From 1998 to 2012, on average only 6.2% of patients who died under the Act in Oregon were referred for counseling to check for “impaired judgment.” Of 108 patients who died under the (Oregon) Act in 2007 and 2009, none was referred for psychological evaluation. In Washington, only 4% of patients are known to have been referred for such counseling in 2014 (six of the 167 who died from any cause after receiving the prescription); the state does not report whether any of those who actually ingested the lethal drugs had been referred for counseling.
 In another section, the paper relates what happened with an Oregon physician despite the alleged safeguard that an assisted suicide request must come from a competent, terminally ill person:
An Oregon emergency room physician was asked by a woman to end the life of her mother who was unconscious from a stroke. He tried to stop her breathing or heartbeat in several ways,finally giving a lethal dose of a paralyzing drug to the older woman who died minutes later. The state board of medical examiners reprimanded the doctor but he faced no criminal charges for this direct killing–which news reports called a case of “assisted suicide”–and he later resumed medical practice.

WHY SHOULD WE CARE?

Unfortunately, even my home state of Missouri which has laws against assisted suicide had a case similar to the one referenced here about the Oregon physician who gave a lethal overdose. This 2001 Missouri case involved a nurse. The nurse gave a lethal overdose without a doctor’s order to a patient who had a stroke the day before but wouldn’t stop breathing when taken off a ventilator. After the patient’s son voiced support for the nurse, she was only sentenced to 5 years’ probation.

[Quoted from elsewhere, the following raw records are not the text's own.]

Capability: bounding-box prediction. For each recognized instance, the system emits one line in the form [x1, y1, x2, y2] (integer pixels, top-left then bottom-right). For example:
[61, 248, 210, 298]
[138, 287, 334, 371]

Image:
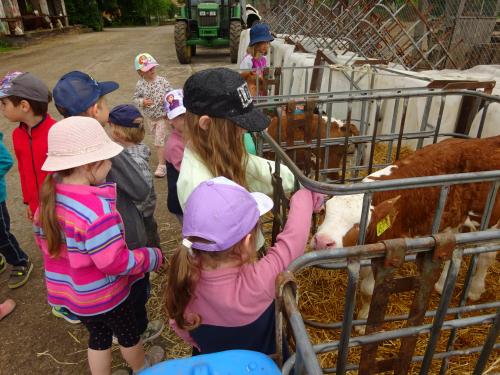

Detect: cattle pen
[250, 86, 500, 374]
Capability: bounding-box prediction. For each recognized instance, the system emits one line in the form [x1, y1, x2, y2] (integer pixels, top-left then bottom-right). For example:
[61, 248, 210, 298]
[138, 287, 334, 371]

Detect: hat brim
[42, 142, 123, 172]
[97, 81, 120, 96]
[250, 192, 274, 216]
[139, 63, 160, 73]
[250, 37, 274, 46]
[228, 109, 271, 132]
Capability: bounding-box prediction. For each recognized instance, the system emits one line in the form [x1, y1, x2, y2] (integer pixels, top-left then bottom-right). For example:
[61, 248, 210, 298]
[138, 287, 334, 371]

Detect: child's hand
[26, 206, 33, 221]
[311, 191, 326, 213]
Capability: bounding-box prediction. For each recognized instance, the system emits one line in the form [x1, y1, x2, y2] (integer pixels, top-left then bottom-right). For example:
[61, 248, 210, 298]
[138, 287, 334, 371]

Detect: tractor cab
[174, 0, 256, 64]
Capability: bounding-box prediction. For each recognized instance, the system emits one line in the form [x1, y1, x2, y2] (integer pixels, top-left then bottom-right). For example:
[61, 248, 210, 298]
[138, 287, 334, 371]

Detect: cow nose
[314, 234, 337, 250]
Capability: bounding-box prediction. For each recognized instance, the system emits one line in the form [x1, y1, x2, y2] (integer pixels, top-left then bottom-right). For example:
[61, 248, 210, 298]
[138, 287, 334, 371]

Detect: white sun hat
[42, 116, 123, 172]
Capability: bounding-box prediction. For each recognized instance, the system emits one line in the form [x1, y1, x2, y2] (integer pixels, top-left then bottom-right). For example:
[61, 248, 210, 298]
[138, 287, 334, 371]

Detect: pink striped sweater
[33, 184, 163, 316]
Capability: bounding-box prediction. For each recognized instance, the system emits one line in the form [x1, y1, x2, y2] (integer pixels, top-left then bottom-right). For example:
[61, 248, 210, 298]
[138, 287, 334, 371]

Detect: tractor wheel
[174, 21, 191, 64]
[229, 21, 241, 64]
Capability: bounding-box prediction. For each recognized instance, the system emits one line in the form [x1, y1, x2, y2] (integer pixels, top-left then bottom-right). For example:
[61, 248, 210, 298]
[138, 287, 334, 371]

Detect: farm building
[0, 0, 68, 35]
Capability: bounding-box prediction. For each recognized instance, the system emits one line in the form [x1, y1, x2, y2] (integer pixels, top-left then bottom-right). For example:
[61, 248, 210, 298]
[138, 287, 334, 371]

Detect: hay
[297, 248, 500, 374]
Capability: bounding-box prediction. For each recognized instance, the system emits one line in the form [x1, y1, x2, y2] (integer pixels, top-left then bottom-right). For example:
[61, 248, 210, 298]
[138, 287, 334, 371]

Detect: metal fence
[263, 0, 500, 70]
[249, 87, 500, 374]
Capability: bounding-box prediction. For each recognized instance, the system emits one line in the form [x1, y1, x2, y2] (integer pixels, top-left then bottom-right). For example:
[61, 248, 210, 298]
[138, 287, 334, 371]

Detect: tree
[65, 0, 103, 31]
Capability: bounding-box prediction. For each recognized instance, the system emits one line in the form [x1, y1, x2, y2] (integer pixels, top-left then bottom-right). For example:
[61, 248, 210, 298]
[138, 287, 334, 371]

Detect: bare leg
[156, 146, 165, 165]
[120, 340, 145, 372]
[88, 349, 111, 375]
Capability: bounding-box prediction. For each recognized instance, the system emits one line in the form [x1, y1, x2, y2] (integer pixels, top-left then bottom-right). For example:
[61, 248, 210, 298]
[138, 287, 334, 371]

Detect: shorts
[79, 296, 140, 350]
[146, 118, 170, 147]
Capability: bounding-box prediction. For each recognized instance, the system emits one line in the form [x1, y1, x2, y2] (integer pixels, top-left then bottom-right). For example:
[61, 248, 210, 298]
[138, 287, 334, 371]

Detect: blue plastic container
[140, 350, 281, 375]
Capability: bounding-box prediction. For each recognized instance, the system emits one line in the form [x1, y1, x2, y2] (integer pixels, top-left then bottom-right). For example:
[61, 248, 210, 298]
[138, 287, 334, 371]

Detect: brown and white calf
[265, 102, 359, 179]
[313, 136, 500, 332]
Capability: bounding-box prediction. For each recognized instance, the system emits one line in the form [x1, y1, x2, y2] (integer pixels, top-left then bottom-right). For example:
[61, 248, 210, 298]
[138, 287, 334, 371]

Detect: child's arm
[247, 189, 324, 298]
[85, 211, 163, 275]
[169, 319, 200, 350]
[247, 155, 295, 196]
[107, 150, 151, 202]
[0, 133, 14, 179]
[12, 135, 30, 207]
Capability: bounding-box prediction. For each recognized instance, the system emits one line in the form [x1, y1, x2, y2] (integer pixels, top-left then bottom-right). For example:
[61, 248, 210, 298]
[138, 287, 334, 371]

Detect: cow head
[240, 71, 265, 97]
[312, 194, 400, 250]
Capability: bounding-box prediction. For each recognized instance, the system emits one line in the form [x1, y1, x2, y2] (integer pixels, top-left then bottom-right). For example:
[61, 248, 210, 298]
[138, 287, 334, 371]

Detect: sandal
[0, 298, 16, 320]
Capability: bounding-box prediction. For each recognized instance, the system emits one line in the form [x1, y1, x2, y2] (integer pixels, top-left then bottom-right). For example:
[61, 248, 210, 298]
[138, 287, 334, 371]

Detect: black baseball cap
[184, 68, 271, 132]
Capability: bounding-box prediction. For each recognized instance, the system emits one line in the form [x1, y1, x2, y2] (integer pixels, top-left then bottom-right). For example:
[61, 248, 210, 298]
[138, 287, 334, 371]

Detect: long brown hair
[185, 111, 248, 188]
[40, 169, 73, 258]
[165, 223, 259, 329]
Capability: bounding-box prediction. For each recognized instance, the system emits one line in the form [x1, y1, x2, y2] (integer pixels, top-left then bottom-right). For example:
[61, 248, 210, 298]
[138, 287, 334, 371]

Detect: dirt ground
[0, 26, 231, 375]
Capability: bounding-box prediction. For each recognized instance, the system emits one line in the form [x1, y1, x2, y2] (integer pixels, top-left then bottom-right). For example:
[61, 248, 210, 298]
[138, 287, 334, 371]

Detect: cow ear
[370, 195, 401, 237]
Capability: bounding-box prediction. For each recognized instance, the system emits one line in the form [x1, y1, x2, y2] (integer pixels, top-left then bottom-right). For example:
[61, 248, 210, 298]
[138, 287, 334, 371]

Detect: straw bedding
[148, 146, 500, 374]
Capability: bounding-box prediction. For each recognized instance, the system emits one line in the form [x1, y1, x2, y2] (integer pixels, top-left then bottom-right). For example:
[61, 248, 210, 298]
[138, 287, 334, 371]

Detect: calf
[313, 136, 500, 332]
[265, 101, 359, 179]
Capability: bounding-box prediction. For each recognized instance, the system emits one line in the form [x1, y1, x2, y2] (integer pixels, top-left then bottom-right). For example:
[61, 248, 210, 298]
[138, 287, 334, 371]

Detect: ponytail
[166, 245, 201, 329]
[39, 168, 74, 258]
[40, 174, 62, 258]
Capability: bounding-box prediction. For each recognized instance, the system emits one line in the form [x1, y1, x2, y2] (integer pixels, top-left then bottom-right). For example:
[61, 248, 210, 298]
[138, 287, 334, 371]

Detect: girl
[240, 23, 274, 77]
[34, 116, 163, 375]
[177, 68, 295, 249]
[133, 53, 172, 177]
[166, 177, 323, 354]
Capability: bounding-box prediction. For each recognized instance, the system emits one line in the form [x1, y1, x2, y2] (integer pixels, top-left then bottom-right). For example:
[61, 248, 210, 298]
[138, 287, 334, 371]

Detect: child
[177, 68, 295, 249]
[0, 72, 56, 220]
[240, 23, 274, 76]
[134, 53, 172, 177]
[166, 177, 323, 354]
[34, 116, 163, 374]
[165, 90, 186, 224]
[109, 104, 160, 247]
[0, 133, 33, 289]
[54, 71, 163, 341]
[0, 72, 55, 288]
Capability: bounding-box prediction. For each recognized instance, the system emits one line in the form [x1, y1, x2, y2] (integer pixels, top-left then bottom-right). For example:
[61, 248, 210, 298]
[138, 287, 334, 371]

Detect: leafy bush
[65, 0, 103, 31]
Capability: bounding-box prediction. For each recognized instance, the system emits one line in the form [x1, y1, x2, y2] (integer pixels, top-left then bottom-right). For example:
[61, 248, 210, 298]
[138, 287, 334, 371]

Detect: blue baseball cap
[109, 104, 143, 128]
[52, 71, 120, 117]
[250, 23, 274, 46]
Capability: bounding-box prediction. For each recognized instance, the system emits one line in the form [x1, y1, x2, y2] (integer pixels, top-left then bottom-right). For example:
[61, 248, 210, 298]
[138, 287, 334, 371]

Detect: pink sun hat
[42, 116, 123, 172]
[134, 52, 160, 72]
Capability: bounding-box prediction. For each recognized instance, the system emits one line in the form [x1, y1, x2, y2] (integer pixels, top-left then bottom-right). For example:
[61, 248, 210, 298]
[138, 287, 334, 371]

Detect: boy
[0, 72, 55, 288]
[0, 133, 33, 290]
[109, 104, 160, 248]
[53, 71, 163, 342]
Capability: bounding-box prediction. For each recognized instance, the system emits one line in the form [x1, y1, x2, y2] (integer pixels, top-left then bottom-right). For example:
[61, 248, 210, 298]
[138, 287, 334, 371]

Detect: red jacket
[12, 113, 56, 214]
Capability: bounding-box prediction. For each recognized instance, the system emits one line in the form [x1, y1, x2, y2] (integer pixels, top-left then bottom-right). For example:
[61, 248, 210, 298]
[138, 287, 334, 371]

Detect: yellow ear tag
[377, 215, 391, 237]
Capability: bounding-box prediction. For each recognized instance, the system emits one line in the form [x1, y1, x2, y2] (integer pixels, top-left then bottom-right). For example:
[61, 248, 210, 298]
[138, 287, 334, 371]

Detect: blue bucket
[140, 350, 281, 375]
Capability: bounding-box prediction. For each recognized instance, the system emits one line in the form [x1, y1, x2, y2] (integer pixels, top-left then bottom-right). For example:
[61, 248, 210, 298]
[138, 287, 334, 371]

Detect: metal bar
[337, 259, 360, 375]
[420, 248, 463, 375]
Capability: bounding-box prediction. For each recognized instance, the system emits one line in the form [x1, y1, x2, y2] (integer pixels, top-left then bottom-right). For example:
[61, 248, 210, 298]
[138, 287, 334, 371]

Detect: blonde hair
[109, 117, 146, 144]
[185, 111, 248, 188]
[165, 223, 258, 330]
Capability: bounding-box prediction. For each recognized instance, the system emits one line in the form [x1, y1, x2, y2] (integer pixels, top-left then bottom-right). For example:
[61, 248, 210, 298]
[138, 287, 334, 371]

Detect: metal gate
[252, 87, 500, 374]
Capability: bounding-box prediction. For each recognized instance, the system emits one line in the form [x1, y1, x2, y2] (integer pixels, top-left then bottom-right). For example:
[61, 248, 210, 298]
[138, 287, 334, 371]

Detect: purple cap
[182, 177, 273, 251]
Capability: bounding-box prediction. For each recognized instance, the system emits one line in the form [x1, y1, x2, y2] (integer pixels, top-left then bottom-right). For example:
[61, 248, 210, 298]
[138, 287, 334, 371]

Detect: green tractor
[174, 0, 260, 64]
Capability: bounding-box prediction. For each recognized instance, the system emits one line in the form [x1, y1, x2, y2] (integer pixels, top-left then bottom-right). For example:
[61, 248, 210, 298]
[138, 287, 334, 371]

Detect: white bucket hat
[42, 116, 123, 172]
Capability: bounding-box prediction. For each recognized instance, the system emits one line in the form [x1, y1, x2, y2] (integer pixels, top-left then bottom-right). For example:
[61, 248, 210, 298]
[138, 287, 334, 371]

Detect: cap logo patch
[236, 82, 252, 108]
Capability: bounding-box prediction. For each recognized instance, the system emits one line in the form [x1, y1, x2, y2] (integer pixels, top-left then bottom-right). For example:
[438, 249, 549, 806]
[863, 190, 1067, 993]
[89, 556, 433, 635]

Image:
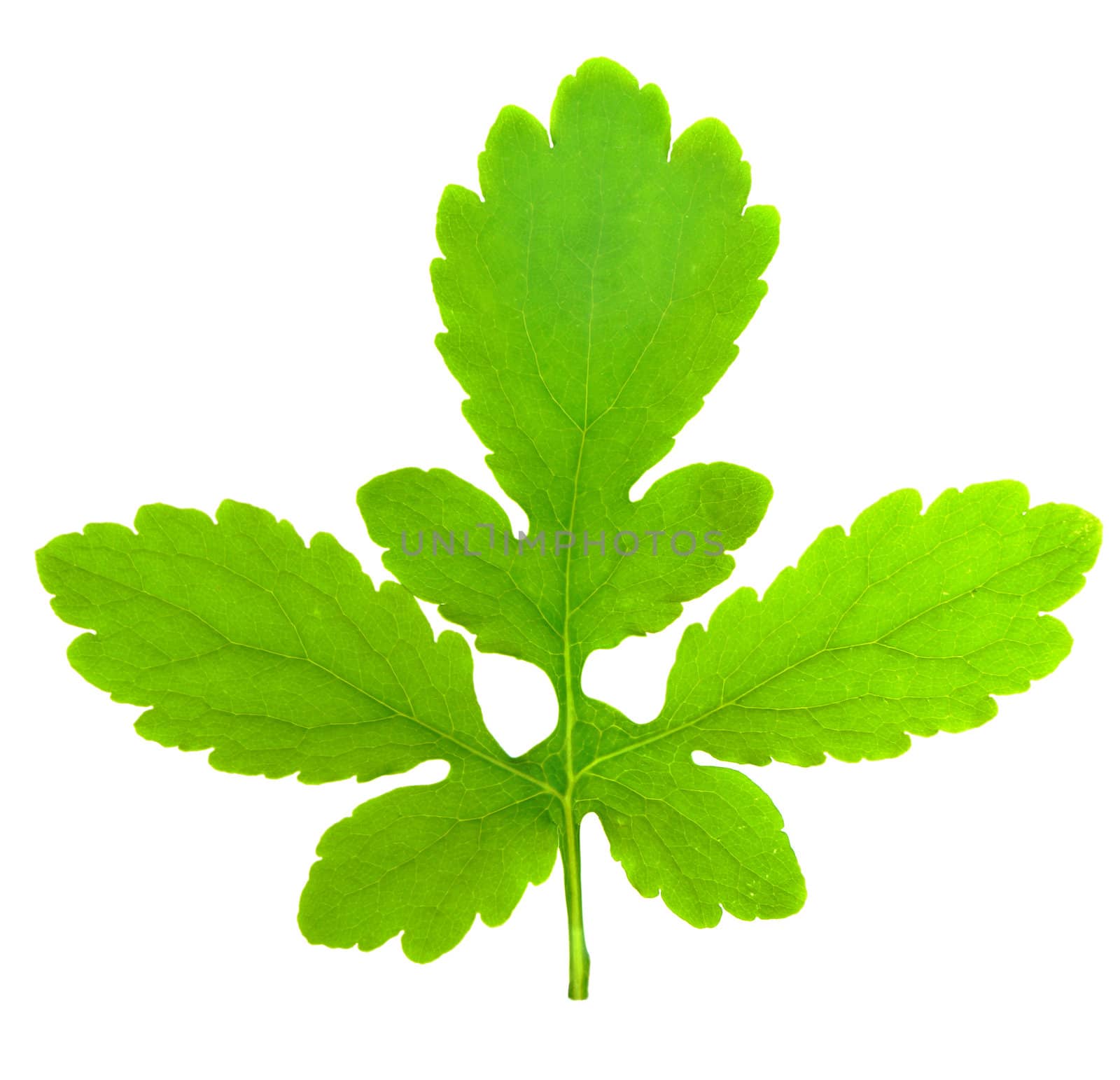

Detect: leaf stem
[560, 795, 592, 1002]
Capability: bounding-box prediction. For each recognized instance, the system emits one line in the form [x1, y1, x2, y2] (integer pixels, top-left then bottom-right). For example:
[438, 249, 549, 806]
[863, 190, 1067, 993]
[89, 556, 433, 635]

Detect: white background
[0, 0, 1120, 1080]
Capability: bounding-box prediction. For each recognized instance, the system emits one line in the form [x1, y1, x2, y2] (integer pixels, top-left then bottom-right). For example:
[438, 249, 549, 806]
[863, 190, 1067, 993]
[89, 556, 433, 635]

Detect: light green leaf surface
[643, 481, 1101, 765]
[38, 59, 1100, 998]
[299, 759, 556, 964]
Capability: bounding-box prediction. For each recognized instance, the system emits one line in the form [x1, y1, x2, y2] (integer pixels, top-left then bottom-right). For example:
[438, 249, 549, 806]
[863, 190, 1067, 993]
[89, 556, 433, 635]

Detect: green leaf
[357, 463, 771, 686]
[577, 743, 805, 927]
[38, 502, 556, 960]
[299, 759, 556, 964]
[39, 59, 1100, 998]
[38, 502, 538, 783]
[640, 481, 1101, 765]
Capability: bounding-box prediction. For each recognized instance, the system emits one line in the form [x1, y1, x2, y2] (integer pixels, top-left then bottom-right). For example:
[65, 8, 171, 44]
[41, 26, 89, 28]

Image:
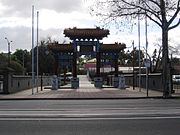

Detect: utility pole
[145, 10, 149, 97]
[138, 9, 141, 92]
[5, 37, 12, 67]
[36, 11, 39, 93]
[32, 5, 35, 95]
[132, 41, 135, 90]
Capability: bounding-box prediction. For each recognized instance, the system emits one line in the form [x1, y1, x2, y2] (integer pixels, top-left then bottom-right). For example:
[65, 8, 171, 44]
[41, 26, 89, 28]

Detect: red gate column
[114, 58, 119, 77]
[72, 52, 77, 78]
[96, 52, 101, 77]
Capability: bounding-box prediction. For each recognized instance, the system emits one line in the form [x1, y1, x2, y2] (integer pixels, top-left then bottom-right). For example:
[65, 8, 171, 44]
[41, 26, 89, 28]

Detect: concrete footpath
[0, 76, 163, 99]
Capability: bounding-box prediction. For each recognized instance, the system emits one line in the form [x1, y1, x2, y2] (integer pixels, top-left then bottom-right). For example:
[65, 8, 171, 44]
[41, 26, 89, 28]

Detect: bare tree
[92, 0, 180, 98]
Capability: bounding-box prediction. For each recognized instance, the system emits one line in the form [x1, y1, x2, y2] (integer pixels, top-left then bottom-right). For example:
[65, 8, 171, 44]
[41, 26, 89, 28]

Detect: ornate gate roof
[64, 27, 109, 40]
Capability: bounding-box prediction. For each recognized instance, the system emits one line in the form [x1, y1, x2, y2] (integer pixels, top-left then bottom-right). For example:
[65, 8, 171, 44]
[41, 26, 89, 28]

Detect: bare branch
[168, 19, 180, 30]
[168, 0, 180, 26]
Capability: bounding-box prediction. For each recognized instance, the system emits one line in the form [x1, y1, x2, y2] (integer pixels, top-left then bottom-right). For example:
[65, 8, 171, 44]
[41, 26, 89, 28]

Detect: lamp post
[5, 37, 12, 67]
[128, 40, 135, 90]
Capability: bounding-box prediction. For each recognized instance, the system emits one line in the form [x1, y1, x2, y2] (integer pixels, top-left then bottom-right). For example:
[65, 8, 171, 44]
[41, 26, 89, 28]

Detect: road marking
[0, 116, 180, 121]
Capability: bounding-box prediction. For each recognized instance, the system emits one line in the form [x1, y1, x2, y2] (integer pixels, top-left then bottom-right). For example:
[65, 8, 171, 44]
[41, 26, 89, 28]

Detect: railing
[0, 75, 3, 93]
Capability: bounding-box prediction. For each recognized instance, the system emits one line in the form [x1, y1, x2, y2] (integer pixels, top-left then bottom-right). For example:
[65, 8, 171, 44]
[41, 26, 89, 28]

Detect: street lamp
[5, 37, 12, 67]
[128, 40, 135, 90]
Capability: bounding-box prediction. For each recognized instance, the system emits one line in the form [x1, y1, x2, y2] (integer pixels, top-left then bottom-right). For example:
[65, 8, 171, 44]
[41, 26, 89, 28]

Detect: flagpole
[36, 11, 39, 93]
[32, 5, 35, 95]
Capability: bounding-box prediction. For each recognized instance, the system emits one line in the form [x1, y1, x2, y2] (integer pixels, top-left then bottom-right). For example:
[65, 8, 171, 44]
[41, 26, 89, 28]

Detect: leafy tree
[92, 0, 180, 98]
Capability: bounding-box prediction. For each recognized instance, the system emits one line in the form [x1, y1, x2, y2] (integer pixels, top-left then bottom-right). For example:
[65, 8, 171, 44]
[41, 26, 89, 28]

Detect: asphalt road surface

The point is that when so-called “safeguards” are accepted (and routinely ignored) in states that do have legalized doctor-assisted suicide amid an aggressive national campaign to legalize doctor-assisted suicide as a civil right, there has been a chilling effect on prosecutors and juries even in other states that have rejected assisted suicide as long as “compassion” is given as the reason for ending life.

Ominously, in other countries like Belgium and Holland, the practice of doctor-assisted suicide for the terminally ill adult has  evolved over the years to now include children, people with mental illness and even people who are only “tired of life.”

Are we willing to risk a similar fate here?